Posted on 2 June 2020
Rachel's essay 'Finding Robin Hood: a Public Story made Personal' won her £500 and spoke of her love of Robin Hood from a young age and how her collection began at the age of 14. The values of Robin - an altruistic sense of justice, humility and companionship - still speak to Rachel today. She's particularly struck by Robin Hood's status as a collective story, being retold by generation after generation and evolving throughout the times, from the nobility of Robin in the 1800s to a modern inclusion of positive Muslim characters. To her it's a personal experience, but also one of great collectivism as well.
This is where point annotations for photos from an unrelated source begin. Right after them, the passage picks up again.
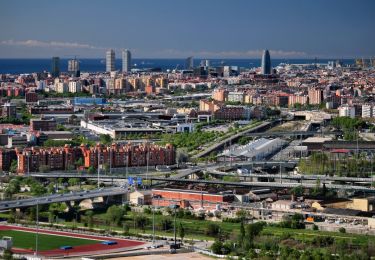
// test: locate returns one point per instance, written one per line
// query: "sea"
(24, 66)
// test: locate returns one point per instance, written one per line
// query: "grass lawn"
(26, 240)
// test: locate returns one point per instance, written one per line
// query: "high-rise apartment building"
(73, 68)
(55, 67)
(126, 61)
(266, 63)
(189, 63)
(110, 60)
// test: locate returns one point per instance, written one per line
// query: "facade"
(110, 60)
(367, 111)
(55, 67)
(229, 113)
(31, 97)
(9, 111)
(315, 96)
(128, 155)
(220, 94)
(266, 63)
(126, 61)
(73, 68)
(346, 110)
(54, 158)
(6, 158)
(42, 124)
(189, 198)
(189, 63)
(74, 87)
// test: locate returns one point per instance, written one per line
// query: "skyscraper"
(189, 63)
(73, 67)
(55, 67)
(110, 60)
(126, 61)
(266, 63)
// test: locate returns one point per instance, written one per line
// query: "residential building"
(110, 61)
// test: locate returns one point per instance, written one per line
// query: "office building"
(189, 63)
(73, 68)
(266, 63)
(315, 96)
(126, 61)
(110, 61)
(55, 68)
(9, 111)
(42, 124)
Rachel's primary goal for her collection is to hear from as many different voices as possible telling the outlaw of Sherwood's story, leading her to visit used and rare bookstores to source new tales. She's also fascinated by finding new illustrators who've taken their brush to bring Robin to life.
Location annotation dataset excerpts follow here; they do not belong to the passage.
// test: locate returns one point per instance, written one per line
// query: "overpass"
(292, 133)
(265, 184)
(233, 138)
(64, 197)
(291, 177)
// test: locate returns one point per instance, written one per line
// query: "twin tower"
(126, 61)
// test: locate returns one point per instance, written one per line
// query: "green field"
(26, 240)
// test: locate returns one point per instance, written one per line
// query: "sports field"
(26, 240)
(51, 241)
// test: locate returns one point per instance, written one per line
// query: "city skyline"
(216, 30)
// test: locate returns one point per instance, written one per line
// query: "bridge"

On her collection, Rachel said: "It's really encouraging to me that anyone else finds my collection interesting. It has been a rewarding constant in my life for awhile now.
"This prize is special to me as it will extend the time I can stay in the UK. I've wanted to live here for years, and a lot of that started with Robin when I was young. Every month here betters my chances of finding a job and getting a work visa so I can stay after my degree finishes. It's precious to me that one of my first connections to the culture here is now helping me on this journey.
"Thank you again for the prize, and for still holding the contest after everything that's changed in the past few months!"